Cell survival and proliferation

Spontaneous cell survival was determined by incubating isolated WT and transgenic splenic CD19+ B cells at a density of 2.5 × 106 cells per ml during 48 h. Cell viability was assessed by trypan-blue dye exclusion. Apoptosis was measured by Annexin V/propidium iodide staining after treatment with etoposide at 10 μM during 48 h. For BrdU staining, cells were fixed with 4% paraformaldehyde, washed with PBS and incubated in 1 N and 2 N HCl, 10 min each, at 37 °C. After PBS washing, cells were treated 12 min with 0.1 M Borate Buffer, and incubated overnight with BrdU mAb following incubation with secondary anti-rat antibody.

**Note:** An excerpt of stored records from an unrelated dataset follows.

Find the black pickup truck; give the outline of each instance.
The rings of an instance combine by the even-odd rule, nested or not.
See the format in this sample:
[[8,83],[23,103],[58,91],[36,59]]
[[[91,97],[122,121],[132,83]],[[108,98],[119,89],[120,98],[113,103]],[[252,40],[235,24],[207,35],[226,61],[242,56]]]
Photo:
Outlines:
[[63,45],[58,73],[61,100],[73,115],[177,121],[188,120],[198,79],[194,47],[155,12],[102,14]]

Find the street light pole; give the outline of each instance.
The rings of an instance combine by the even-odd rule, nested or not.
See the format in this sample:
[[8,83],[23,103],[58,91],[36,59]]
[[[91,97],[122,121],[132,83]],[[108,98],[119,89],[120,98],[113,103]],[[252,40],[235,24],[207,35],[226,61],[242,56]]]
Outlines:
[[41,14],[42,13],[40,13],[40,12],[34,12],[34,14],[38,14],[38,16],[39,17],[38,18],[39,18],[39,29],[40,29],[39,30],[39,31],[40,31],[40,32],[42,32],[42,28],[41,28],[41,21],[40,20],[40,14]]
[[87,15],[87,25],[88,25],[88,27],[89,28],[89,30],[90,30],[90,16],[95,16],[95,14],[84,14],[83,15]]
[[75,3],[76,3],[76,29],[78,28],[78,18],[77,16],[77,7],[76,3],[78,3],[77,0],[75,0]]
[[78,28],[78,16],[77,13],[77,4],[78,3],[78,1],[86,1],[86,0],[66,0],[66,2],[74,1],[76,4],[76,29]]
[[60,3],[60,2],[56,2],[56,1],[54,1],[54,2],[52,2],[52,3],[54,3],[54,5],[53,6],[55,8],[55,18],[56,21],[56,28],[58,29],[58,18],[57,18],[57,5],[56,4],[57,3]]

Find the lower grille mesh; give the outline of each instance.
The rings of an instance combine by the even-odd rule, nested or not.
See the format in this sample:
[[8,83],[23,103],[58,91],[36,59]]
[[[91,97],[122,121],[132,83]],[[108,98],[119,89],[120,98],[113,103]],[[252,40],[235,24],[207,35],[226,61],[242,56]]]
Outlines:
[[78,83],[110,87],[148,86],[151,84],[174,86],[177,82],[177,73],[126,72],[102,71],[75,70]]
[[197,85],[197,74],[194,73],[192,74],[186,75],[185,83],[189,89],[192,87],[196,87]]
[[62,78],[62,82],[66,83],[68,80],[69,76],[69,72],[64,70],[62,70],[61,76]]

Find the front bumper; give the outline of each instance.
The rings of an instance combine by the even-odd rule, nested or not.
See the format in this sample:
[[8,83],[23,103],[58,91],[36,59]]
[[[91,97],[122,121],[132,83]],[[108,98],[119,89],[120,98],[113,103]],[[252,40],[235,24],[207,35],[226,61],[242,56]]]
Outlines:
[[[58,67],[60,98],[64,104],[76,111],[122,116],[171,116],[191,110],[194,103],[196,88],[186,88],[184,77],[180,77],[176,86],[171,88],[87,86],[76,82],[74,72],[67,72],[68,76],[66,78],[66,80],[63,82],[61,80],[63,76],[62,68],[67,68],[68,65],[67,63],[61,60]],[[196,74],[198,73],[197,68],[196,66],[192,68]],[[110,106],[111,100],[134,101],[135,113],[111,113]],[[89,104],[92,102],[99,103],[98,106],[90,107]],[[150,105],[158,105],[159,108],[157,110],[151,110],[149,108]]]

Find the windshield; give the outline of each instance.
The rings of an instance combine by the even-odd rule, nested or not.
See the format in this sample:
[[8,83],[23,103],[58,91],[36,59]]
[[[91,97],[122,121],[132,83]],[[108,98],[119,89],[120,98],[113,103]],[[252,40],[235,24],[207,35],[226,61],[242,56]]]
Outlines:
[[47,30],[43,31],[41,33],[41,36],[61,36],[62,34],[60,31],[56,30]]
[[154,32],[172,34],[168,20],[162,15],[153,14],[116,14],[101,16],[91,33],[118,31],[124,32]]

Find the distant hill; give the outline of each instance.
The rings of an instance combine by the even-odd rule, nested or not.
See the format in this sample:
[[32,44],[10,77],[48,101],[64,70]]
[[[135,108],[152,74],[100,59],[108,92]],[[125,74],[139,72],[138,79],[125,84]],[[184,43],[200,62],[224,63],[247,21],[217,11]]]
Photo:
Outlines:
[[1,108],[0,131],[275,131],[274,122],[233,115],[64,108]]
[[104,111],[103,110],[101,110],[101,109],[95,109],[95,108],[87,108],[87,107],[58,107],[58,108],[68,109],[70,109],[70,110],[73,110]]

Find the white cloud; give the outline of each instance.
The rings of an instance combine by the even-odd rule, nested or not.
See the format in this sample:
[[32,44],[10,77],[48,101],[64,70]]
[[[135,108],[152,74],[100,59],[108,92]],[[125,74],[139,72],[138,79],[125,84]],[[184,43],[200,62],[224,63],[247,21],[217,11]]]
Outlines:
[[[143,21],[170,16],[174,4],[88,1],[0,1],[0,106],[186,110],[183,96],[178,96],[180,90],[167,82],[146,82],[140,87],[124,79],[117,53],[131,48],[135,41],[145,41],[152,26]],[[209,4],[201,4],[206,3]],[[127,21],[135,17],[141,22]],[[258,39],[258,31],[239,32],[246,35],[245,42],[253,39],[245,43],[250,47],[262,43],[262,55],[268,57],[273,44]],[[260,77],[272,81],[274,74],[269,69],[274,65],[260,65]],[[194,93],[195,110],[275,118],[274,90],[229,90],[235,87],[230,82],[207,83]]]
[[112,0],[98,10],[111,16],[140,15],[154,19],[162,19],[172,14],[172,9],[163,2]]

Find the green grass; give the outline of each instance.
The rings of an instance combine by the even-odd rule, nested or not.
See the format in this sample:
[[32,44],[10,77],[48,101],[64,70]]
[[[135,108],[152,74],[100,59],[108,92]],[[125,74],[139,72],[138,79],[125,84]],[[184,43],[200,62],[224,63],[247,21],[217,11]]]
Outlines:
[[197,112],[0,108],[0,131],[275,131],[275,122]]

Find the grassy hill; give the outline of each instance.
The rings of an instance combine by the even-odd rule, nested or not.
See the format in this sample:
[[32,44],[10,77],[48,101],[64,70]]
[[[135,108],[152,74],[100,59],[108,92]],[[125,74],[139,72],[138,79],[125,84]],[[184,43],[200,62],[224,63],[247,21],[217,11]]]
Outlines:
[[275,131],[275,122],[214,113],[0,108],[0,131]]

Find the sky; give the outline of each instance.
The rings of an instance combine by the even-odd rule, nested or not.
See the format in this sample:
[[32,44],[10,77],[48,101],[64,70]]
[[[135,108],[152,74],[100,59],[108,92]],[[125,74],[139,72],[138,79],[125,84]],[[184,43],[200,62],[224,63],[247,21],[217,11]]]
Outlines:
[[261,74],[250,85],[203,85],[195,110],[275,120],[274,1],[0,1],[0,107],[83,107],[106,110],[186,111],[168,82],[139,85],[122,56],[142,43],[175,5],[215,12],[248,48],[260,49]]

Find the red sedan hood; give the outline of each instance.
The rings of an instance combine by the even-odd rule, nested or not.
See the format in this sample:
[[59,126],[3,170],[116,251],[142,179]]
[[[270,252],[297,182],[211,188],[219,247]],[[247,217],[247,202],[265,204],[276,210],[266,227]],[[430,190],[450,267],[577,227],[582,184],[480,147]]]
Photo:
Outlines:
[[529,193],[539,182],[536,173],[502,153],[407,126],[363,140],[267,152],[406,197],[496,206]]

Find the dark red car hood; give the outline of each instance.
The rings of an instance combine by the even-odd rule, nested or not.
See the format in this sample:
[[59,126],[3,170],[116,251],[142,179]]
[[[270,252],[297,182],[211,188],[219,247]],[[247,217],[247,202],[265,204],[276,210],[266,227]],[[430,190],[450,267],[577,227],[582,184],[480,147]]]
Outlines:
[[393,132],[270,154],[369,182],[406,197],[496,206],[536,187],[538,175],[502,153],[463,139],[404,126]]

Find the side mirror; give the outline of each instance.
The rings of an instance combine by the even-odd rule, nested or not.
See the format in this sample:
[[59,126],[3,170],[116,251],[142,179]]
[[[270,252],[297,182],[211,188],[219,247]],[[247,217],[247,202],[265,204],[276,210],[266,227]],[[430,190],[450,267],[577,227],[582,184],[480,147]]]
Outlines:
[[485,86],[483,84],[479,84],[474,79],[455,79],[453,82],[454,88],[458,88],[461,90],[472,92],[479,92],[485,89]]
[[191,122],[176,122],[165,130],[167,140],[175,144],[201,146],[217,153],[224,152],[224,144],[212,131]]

V(D)J Recombination analysis of mouse B-cell tumours

Ig gene rearrangements were amplified by PCR using primers specific for several V gene families in conjunction with reverse J primers51. PCR bands were cloned into a plasmid vector, and eight to ten clones from each purified band were sequenced and analysed for the presence of somatic hypermutation of Ig gene sequences.

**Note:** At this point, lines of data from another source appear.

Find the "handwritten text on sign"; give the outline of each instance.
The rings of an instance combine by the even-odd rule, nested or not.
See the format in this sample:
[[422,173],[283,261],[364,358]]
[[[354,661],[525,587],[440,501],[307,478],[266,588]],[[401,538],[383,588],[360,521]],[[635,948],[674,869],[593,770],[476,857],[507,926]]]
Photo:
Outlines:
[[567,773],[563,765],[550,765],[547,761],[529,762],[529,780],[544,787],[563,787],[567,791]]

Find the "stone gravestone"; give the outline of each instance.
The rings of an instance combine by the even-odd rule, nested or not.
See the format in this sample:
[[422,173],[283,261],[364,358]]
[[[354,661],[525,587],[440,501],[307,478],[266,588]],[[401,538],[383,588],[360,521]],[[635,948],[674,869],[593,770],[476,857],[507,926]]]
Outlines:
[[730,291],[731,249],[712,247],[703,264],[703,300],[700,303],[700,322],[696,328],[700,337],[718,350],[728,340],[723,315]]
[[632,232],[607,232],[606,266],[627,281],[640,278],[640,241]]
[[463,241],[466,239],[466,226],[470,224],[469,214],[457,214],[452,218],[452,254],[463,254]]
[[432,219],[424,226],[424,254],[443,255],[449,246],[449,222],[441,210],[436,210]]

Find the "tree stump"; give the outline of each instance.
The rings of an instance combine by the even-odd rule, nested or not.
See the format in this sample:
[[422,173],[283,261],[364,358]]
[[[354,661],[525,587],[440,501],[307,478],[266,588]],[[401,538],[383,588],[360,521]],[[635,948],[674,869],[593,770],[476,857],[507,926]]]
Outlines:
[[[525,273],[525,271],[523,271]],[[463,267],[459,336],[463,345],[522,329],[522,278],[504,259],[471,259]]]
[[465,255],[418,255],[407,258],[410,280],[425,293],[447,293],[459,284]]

Gene expression microarray data analysis

Samples were processed according to reported methods44,50. The cDNAs were hybridized to the Affymetrix HG-U133 Plus2 arrays in the case of human samples. Mouse samples were similarly processed and hybridized to the Affymetrix GeneChip Mouse Gene 1.0 ST arrays. Raw gene expression microarray data files were submitted to GEO and are available under the accession number GSE49356. Both background correction and normalization were done using RMA (Robust Multichip Average) algorithm. Then, a filtering process was performed to eliminate low-expression probe sets. R/Bioconductor was used for preprocessing and statistical analysis. Linear Models for Microarray Data were used to find out the probe sets that showed significant differential expression between experimental conditions. Genes were selected as significant using a B statistic cutoff B>0.

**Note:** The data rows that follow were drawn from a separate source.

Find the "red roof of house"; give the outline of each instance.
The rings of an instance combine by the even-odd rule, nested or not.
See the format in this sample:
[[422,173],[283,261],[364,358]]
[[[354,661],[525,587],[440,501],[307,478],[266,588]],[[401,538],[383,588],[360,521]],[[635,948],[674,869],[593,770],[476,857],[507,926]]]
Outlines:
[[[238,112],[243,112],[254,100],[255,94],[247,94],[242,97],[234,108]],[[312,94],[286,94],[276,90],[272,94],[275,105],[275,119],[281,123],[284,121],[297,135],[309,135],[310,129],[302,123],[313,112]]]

Functional and pathway analysis of gene expression signatures

These analyses were performed according to standard procedures44,50. Briefly, functional enrichment analysis of Gene Ontology categories was carried out using standard hypergeometric test. The biological knowledge extraction was complemented through the use of Ingenuity Pathway Analysis (Ingenuity Systems, www.ingenuity.com), which database includes manually curated and fully traceable data derived from literature sources. To study the biological meaning of the results, enrichment tests with respect to MsigDB gene sets was carried out. To this end, the non-parametric Kolmogorov–Smirnoff rank test was used as implemented in the Gene Set Enrichment Analysis software. Owing to the stochastic nature of this procedure, the test was performed five times and the P-values for each gene-set were computed based on 5,000 permutation iterations. The FDR was calculated for multiple hypothesis testing correction. A hypergeometric test was used to calculate the significance of the overlap between the NKX2-3 signatures and previously published human SMZL transcriptional data set33,34.

High-resolution comparative genomic hybridization (aCGH) to microarray

Genomic DNA was extracted from CD19+ cells isolated from transgenic (n=19) and WT spleens (n=2, used as normal hybridization controls). Whole-genome analysis was conducted using a 180-K oligonucleotide mouse aCGH microchip (AMADID 27411, Agilent Technologies), following standard protocols52. Microarray data were extracted and visualized using Feature Extraction v10.7 and Agilent Genomic Workbench v5.0 softwares (Agilent Technologies). Regions with DNA copy number abnormalities were detected using ADM-2 (seta s 6) statistic provided by DNA Analytics, with a minimum number of 5 consecutive probes. Genomic build mm7 was used for the experiment. For comparison of the murine lymphoma genomic changes with those present in human disease, two previously published studies including the aCGH analysis of 136 samples from patients with SMZL were used35,36.

Chemotaxis assays

Purified B cells (3 × 105) resuspended in 100 μl RPMI 10% FCS were added to the upper insert of Boyden chambers (Costar). Then, the upper insert was placed in the lower chamber that contains 600 μl RPMI 10% FCS alone or in the presence of chemokine (recombinant human CXCL12 and recombinant murine CXCL12, CXCL13, or CCL21; Preprotech) at the specified concentration. Cells were incubated at 37 °C for 2 h 30 min, collected from the lower chamber, and counted for 1 min at high flow rate in a FACScalibur cytometer (BD Bioscience). We use Boyden chambers of 3 μm (mouse B cells) or 5 μm (human B cells) pore size; each assay was done per duplicate. Migration frequency was calculated as the percentage of cells from the input that migrate to the lower chamber ((no. of cells at lower chamber/no. of cells at the input) × 100); the input cell number was obtained placing 100 μl of the initial cell suspension in 500 μl PBS and counting them as explained. In the assays with human B cells, Migration Index was calculated as the ratio between the no. of cells at the lower chamber in each chemokine condition and the no. of cells at the lower chamber in the absence of chemokine (basal migration) for each sample (healthy donor or patient).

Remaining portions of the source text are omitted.